電子レンジの発煙・発火事故 8%が経験 東京都が実態調査

◎都内のレンジ火災、過去最多 「現実に即した啓発」必要

2022年に都内で発生した電子レンジ火災が過去最多の84件にのぼったことから、東京都生活文化スポーツ局が2000人を対象に使用実態調査を行った。その結果、使用中に発煙・発火を経験した人が8%いて、温め不可の食品や食器を加熱したり、温め時間を長く設定したりする実態が確認された。また、およそ3割の人が危険な使用方法を「やったことがある」と回答。

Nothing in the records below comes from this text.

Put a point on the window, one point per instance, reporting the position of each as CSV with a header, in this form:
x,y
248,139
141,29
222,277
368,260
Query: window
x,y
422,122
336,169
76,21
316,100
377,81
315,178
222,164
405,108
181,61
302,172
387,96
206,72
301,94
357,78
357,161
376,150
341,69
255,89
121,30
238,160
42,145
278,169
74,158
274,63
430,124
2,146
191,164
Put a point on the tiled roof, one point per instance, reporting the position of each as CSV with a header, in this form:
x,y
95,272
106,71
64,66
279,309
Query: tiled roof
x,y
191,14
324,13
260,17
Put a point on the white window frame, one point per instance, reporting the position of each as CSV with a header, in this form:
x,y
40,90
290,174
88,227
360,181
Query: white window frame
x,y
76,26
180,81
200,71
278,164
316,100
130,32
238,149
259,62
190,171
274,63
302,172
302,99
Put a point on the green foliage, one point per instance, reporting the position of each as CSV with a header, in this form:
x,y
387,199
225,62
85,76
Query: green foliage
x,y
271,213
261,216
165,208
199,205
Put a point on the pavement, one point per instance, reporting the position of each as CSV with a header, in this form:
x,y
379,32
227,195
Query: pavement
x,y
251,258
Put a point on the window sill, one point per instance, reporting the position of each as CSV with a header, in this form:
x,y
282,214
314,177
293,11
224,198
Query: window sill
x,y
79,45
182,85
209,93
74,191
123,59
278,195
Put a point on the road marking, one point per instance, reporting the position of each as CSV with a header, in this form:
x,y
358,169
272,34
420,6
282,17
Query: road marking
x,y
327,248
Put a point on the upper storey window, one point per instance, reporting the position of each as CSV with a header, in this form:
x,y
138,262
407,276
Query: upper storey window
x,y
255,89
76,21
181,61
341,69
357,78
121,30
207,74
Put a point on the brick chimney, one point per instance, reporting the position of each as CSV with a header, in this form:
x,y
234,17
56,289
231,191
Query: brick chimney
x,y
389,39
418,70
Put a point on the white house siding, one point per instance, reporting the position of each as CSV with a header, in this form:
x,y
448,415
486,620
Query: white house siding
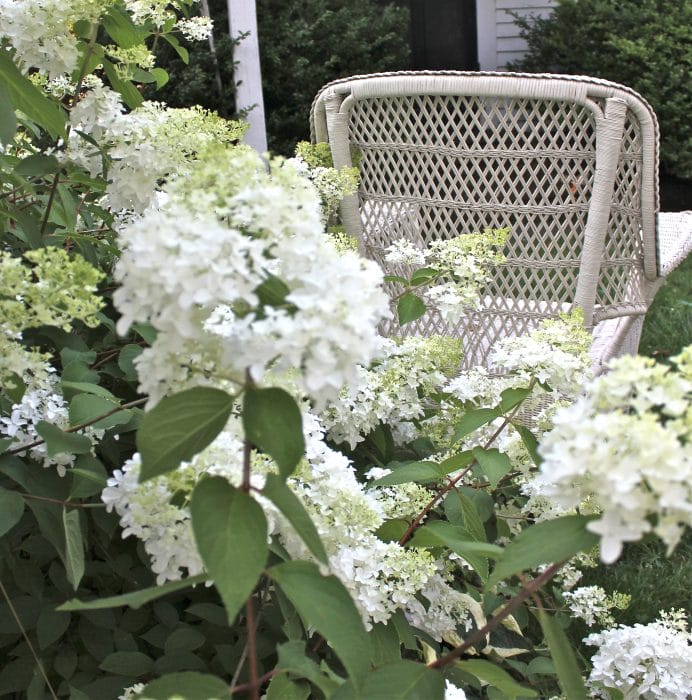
x,y
499,42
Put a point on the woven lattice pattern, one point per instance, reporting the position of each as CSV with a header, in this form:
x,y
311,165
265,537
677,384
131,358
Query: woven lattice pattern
x,y
435,165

都は報告書の中で「電子レンジの取扱方法について、より踏み込んだ現実に即した注意喚起が重要」と指摘し、事業者や国にさらなる安全対策を求めた。

東京都が実施した実験では、長時間のレンジ加熱によりサツマイモが発火した。中華まんやアルミホイルなども要注意だ(写真:東京都生活文化スポーツ局提供)

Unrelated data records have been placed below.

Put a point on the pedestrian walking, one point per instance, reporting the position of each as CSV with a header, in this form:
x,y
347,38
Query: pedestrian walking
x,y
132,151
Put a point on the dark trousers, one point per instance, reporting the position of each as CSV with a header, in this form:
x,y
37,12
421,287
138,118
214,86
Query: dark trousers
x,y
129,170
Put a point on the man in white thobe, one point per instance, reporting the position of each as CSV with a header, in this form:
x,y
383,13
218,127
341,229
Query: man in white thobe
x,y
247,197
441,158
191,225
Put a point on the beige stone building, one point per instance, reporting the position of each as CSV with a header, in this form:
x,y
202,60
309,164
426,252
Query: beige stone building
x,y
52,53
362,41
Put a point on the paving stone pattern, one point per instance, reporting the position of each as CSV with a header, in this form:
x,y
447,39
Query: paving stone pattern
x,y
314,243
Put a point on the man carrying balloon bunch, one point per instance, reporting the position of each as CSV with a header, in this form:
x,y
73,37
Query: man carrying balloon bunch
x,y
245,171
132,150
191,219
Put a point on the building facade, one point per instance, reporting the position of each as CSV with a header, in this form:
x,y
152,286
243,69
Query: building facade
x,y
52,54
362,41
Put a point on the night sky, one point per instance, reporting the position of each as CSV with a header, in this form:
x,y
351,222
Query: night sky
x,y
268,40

調査結果によると、発煙・発火の主な原因は「温めてはいけないものを温めた」が58.2%、「温める時間を長く設定してしまった」が35.8%など。「ソフトクッキーを袋ごと加熱した時に袋から発火した」、「不織布マスクを洗ってから消毒を兼ねてレンジに入れたら鼻の部分に金属があり火花が散った」などの事例が寄せられた。

「やったことがある」危険な使用方法では、「少量のものを過剰に加熱」が全回答者の29.7%にのぼり、「高温になりやすいものを過剰の加熱」26.1%、「水分の少ないものを過剰に加熱」25.0%と続いた。また、危険な使用方法のうち「知らなかった」との回答が最も多かったのは「水分の少ないもの(パンやサツマイモなどの根菜類)を過剰に加熱する」(36.7%)。都がサツマイモを出力500Wで長時間加熱した実験では、11分13秒で小爆発を起こして発火。人が近くにいなかった場合、火事につながるリスクが確認された。

都は「電子レンジ事故は、経年劣化による故障よりも、危害・危険に対する認識不足や誤操作などによって起こるケースが多く見られる」と指摘している。